Lets give people some facts. The measure of income inequality is the Gini coeffecient. If all the income is owned by one person, and noone else has any income, the Gini coefficient is 1.0, and if everyone has the exact same income the Gini coefficient is Zero.
Since 1994 the US Gini Coefficient has been, for individuals, about 0.5, with small variations from 0.499 all the way to 0.512
http://politicalcalculations.blogspot.com/2011/10/shocking-trend-in-us-individual-income.html
I wonder what the figure would be if you factored out Soros and his 25B.
It ain’t the Gilded Age... it’s the Gelded Age.
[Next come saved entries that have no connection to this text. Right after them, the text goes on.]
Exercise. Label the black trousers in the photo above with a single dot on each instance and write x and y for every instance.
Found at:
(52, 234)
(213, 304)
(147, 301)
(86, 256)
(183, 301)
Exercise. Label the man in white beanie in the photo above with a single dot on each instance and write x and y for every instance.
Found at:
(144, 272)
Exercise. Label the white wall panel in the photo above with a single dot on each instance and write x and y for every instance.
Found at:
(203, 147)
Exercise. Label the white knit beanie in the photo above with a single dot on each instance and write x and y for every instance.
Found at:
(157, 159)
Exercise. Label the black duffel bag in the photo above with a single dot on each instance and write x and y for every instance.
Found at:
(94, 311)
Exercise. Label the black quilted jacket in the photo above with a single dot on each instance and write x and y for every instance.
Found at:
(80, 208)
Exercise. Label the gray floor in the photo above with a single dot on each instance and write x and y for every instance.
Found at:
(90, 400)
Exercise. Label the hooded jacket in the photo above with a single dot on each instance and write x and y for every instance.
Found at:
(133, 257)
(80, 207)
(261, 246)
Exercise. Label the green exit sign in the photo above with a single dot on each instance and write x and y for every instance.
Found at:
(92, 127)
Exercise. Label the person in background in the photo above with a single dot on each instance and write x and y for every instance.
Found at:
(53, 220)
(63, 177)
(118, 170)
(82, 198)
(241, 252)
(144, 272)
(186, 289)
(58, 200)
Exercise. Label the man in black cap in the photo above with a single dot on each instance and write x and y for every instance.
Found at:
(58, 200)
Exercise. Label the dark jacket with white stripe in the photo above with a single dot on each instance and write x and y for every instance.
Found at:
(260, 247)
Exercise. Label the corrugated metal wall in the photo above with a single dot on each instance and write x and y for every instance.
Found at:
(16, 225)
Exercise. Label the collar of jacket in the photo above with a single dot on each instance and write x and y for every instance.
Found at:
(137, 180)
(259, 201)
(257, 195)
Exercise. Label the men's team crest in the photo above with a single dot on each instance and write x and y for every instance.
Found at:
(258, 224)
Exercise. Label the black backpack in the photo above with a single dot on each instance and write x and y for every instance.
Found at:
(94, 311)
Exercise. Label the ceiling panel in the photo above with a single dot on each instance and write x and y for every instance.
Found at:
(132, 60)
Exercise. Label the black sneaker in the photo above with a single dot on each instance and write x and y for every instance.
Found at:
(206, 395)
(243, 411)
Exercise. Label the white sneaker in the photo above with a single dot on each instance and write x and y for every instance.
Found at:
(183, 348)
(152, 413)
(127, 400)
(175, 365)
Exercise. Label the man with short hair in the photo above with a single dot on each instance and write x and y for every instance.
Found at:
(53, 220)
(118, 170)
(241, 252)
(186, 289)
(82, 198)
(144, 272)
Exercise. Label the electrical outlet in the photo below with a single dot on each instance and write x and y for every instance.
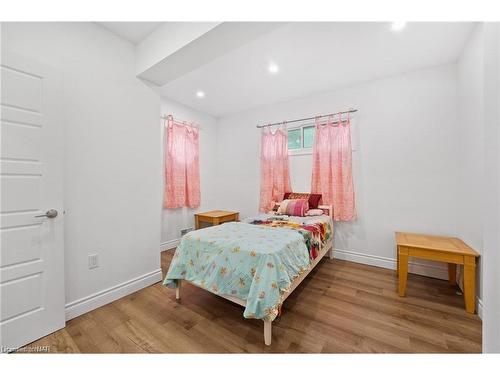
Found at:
(93, 261)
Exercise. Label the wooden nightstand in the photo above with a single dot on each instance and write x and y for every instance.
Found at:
(215, 217)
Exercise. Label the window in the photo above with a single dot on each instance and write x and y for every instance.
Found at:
(301, 140)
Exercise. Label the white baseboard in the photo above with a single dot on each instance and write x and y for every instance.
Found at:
(438, 271)
(93, 301)
(170, 244)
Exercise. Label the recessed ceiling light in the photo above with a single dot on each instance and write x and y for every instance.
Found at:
(398, 26)
(273, 68)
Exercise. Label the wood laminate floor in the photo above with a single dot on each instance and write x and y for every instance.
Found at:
(342, 307)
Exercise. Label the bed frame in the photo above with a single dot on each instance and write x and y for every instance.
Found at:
(328, 248)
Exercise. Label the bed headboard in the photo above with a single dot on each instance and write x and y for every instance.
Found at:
(328, 209)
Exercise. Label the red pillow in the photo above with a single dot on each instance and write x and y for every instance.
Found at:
(293, 207)
(313, 199)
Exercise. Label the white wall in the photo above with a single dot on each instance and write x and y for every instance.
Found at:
(175, 220)
(112, 147)
(491, 233)
(471, 144)
(405, 163)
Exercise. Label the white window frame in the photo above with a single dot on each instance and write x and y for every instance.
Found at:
(302, 150)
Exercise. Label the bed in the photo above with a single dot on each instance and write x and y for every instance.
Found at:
(256, 263)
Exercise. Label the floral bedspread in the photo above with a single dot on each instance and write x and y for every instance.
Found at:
(256, 263)
(315, 232)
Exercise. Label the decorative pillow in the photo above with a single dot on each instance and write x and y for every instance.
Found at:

I did not read the entire article. If someone is asking the question is there to wide of a gap between the rich and the poor the answer is yes. The conservative business model says There should not be a multi-million-dollar divide between the highest paid and lowest paid company employee. Capitalism is the best market system. But by design it consolidates money at the top. If that consolidation is excessive it creates disparity that leads to social unrest.
“In 2009 alone, at the same time as the US was being convulsed by mass layoffs, the number of millionaires in the country skyrocketed.”
That is because jobs are being replaced by those who are currently innovating and the innovaters are yet again making money off of their creations. No different than Facebook doing better than MySpace because Facebook offers more and is more polished.
I'm trying to figure out what impact this has in real-world terms. I mean, what does this MEAN for Germany? Is it somehow more free, has a better system, and the poor are less poor?
I ask because it seems like when you're talking about whether the top five percent has 'less than half the assets' or the top five has 2/3, it really doesn't seem much of a difference in real world terms for the rest of us.
“ Inequality in America is greater than it has been in almost a century. Those fortunate enough to belong to the 1 percent, made up of the super-rich, stand on one side of the divide; the remaining 99 percent on the other.”
But notice who, exactly, is being complained about and who is exempted from this complaint.
Even though Forbes, in their Celebrity 100 list for 2010 lists Oprah Winfrey’s income at 315 million, nobody is complaining that her wealth is part of “inequity”. Forbes ranked Beyonce Knowles at #2 in this list, with an income of $87 million.
The band U2 came in at #7 with 130 million. Jay-Z is number #15 at $63 million.
Is there something wrong that such talented people can earn so much worldwide income? No, actually, the leftist complaint is inverted. Instead of being a problem in our society, it is something to be celebrated.
The real problem is how few of those who complain about “income inequality” take full advantage of all the free ways to vastly improve their own ability to be similarly successful.
One case in point: while she is not American, J.K. Rowling wrote the first of her Harry Potter books while tending to her child and camping out in coffee houses of Edinburgh. Don’t like to write? The entire undergraduate coursework of a number of major universities is available online for free, if someone would only spend the time.
It appears that time is the one thing that #OWS have in abundance, along with writers for swanky leftist European magazines.